Far and away, the most gabbed about neuro story this past week was the argumentation to use fMRI lie-detection as evidence in a fraud trial in Tennessee. There were a surprising number of high rollers who threw their hat into this dialog, including several blog pieces from Science online following the debate’s play by play. Just to be clear, fMRI evidence has been used in court cases in the United States for sentencing of convicted criminals. But this is a landmark case to decide whether or not the current state of the art is admissible for helping to decide a verdict of guilt.

Personally, I’m convinced that the evidence of lie-detection provided by fMRI is superior to evidence gathered from polygraph analysis. (Polygraphs are estimated to be about 60% accurate.) And since polygraphs are permitted all the time in the court system, why not fMRI technology? Of course the technology still has a lot of room to mature. But I think the likelihood of accelerated development is very high once fMRI-based lie-detection reaches the tipping point of admissibility in legal trials.

To be clear: the fMRI is not determining guilt or lack thereof–it is still the jury who reaches this conclusion.

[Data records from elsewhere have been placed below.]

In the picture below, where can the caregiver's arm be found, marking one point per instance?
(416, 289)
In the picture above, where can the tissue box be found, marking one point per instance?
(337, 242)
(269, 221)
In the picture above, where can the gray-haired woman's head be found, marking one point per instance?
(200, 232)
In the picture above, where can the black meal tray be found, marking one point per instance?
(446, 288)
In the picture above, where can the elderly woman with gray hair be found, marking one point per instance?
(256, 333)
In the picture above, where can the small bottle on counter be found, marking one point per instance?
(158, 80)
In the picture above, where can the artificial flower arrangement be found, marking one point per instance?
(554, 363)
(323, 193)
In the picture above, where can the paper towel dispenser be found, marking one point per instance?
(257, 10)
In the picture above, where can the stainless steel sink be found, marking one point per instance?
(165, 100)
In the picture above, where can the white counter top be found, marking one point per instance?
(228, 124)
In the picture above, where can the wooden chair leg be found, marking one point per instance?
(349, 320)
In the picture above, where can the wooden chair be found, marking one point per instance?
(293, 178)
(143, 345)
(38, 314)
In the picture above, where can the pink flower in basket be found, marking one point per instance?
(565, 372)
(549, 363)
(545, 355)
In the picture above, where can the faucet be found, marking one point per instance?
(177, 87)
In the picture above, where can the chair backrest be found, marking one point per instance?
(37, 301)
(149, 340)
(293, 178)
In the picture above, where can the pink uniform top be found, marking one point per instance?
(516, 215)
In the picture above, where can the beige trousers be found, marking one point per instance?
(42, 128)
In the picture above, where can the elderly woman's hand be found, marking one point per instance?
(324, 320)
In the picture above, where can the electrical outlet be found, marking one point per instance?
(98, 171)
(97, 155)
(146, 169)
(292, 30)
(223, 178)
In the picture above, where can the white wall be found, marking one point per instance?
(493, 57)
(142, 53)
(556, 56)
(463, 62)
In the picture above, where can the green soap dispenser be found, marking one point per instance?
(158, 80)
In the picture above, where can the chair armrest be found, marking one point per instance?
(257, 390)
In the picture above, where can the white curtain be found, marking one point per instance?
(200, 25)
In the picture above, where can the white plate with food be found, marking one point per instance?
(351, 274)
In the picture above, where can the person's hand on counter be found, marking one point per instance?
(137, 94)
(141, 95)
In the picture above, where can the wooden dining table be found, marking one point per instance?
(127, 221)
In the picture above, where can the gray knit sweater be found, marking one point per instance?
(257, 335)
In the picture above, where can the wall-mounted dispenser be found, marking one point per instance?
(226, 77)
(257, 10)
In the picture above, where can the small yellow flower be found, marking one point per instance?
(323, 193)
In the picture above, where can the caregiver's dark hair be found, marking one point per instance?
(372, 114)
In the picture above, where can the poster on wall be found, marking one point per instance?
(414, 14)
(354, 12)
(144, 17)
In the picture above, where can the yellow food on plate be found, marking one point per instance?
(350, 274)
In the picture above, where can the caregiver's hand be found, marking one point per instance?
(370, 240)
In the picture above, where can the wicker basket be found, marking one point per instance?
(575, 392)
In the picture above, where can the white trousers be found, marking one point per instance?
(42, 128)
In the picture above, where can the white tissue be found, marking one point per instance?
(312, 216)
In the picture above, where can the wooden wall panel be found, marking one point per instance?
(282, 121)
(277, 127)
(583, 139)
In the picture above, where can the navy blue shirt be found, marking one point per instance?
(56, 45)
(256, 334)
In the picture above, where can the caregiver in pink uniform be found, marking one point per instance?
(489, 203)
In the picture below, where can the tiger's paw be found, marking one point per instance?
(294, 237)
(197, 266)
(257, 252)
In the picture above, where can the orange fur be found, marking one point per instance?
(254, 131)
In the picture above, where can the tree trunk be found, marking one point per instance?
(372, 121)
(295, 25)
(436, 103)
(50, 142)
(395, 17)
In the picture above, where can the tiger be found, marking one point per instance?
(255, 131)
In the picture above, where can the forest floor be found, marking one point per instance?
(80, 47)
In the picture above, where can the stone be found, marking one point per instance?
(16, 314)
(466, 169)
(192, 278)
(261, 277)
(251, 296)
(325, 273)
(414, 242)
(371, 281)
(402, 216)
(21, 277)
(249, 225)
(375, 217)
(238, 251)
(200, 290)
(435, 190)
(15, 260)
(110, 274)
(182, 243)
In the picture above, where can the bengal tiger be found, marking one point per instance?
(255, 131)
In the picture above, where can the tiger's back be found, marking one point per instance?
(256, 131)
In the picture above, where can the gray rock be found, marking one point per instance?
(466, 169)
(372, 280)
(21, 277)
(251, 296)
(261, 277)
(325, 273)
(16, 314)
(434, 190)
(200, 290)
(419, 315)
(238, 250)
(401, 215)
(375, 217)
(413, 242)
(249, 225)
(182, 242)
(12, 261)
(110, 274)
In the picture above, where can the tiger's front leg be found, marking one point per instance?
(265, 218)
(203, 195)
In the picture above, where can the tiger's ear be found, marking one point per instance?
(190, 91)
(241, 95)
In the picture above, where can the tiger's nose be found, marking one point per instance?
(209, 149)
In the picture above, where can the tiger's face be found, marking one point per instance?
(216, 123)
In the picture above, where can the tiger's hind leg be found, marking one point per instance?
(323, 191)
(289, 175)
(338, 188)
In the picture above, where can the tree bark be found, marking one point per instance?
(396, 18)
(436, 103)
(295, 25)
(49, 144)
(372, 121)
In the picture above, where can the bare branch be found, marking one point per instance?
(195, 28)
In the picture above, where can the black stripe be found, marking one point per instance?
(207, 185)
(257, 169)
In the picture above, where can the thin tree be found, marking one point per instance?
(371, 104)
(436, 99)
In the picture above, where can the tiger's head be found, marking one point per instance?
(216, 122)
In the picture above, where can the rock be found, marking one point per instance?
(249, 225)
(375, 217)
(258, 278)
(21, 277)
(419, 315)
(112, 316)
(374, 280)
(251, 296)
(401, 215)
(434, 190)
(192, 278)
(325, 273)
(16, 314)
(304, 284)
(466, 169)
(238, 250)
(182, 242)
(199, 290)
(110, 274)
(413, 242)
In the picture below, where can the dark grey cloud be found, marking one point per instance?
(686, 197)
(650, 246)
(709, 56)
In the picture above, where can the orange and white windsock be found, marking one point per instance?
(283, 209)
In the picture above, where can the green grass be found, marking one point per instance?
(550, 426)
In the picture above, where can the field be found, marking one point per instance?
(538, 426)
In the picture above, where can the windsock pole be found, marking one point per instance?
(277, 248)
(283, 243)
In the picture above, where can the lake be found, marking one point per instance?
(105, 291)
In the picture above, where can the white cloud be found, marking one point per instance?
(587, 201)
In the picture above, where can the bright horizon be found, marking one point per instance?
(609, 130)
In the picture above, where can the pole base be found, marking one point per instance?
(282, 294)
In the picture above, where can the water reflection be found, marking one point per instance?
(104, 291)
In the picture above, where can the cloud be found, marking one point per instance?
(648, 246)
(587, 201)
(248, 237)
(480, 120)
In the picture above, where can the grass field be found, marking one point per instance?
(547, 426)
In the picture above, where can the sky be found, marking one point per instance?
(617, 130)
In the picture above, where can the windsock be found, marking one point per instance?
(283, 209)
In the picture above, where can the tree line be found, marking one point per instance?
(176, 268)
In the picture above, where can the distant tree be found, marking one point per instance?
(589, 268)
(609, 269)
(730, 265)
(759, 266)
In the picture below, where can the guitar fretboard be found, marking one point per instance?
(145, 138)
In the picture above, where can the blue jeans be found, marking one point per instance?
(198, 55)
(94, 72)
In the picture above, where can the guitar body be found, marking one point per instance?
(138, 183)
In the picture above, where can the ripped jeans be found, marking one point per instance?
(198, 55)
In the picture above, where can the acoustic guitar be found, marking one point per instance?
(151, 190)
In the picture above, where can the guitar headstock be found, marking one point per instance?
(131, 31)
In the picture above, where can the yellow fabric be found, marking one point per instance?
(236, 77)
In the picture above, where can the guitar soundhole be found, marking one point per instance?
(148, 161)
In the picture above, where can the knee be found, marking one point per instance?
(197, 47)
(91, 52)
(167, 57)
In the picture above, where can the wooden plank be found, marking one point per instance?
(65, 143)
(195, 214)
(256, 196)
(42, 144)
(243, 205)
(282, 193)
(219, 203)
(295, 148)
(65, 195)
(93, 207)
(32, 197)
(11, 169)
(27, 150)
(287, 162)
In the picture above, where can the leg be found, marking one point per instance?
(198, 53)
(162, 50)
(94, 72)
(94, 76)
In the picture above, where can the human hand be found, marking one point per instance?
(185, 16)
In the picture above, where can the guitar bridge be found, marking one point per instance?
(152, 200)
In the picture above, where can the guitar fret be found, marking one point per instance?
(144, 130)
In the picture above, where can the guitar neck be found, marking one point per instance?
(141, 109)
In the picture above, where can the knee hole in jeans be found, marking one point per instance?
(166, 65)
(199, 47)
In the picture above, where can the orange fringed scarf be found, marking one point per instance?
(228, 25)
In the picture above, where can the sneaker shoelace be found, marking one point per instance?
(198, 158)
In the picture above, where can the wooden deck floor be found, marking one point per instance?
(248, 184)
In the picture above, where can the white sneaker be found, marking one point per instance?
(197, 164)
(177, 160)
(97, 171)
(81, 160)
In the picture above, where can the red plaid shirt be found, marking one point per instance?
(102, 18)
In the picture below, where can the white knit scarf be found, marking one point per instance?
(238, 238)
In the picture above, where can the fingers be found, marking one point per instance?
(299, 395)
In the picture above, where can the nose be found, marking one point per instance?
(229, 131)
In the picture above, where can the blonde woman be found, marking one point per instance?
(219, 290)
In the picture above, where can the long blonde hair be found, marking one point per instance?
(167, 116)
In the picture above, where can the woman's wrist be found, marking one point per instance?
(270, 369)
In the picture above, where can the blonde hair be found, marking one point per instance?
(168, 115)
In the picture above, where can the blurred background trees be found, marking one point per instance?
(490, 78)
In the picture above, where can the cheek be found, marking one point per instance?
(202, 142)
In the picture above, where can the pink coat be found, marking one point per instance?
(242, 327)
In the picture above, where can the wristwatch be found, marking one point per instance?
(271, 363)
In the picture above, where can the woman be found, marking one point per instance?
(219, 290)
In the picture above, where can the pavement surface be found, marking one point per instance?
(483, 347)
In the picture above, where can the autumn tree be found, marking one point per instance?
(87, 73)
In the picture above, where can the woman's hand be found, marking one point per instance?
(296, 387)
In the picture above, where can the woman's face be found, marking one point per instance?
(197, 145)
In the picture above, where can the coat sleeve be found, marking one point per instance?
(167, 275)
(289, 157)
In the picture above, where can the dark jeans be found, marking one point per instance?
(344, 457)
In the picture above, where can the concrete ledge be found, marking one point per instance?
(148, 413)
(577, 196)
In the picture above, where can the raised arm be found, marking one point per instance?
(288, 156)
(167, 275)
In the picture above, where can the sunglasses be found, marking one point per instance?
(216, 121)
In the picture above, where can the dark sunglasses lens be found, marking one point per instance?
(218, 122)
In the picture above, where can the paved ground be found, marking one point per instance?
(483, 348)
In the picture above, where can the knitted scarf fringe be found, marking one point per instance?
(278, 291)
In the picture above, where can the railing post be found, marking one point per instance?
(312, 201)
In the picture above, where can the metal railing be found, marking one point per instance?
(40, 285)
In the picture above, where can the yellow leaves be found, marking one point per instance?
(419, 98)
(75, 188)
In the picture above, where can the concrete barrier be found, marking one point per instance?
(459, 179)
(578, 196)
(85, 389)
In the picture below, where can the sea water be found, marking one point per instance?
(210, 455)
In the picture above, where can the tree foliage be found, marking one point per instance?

The fMRI is just one more piece of evidence to consider and–like all other evidence–must be considered in the greater context of a constellation of evidences.

Probably the argument that is most curious to me in this process is that argument that fMRI should not be permitted in court because it violates privacy rights. Huh? I freely admit that I’m not a legal scholar. But this one just doesn’t make sense to me. It’s also a violation of rights for police to come into my apartment without proper legal permissions and search my belongings. But if proper legal action is followed, it’s certainly not a violation of privacy for my personal belongings to be searched by representatives of the law. I’m not clear why the situation would be so much different with a direct search of someone’s mental space: as long as proper restrictions are in place and due process is observed, I have no problem using technology to assist in the determination of cognitive action.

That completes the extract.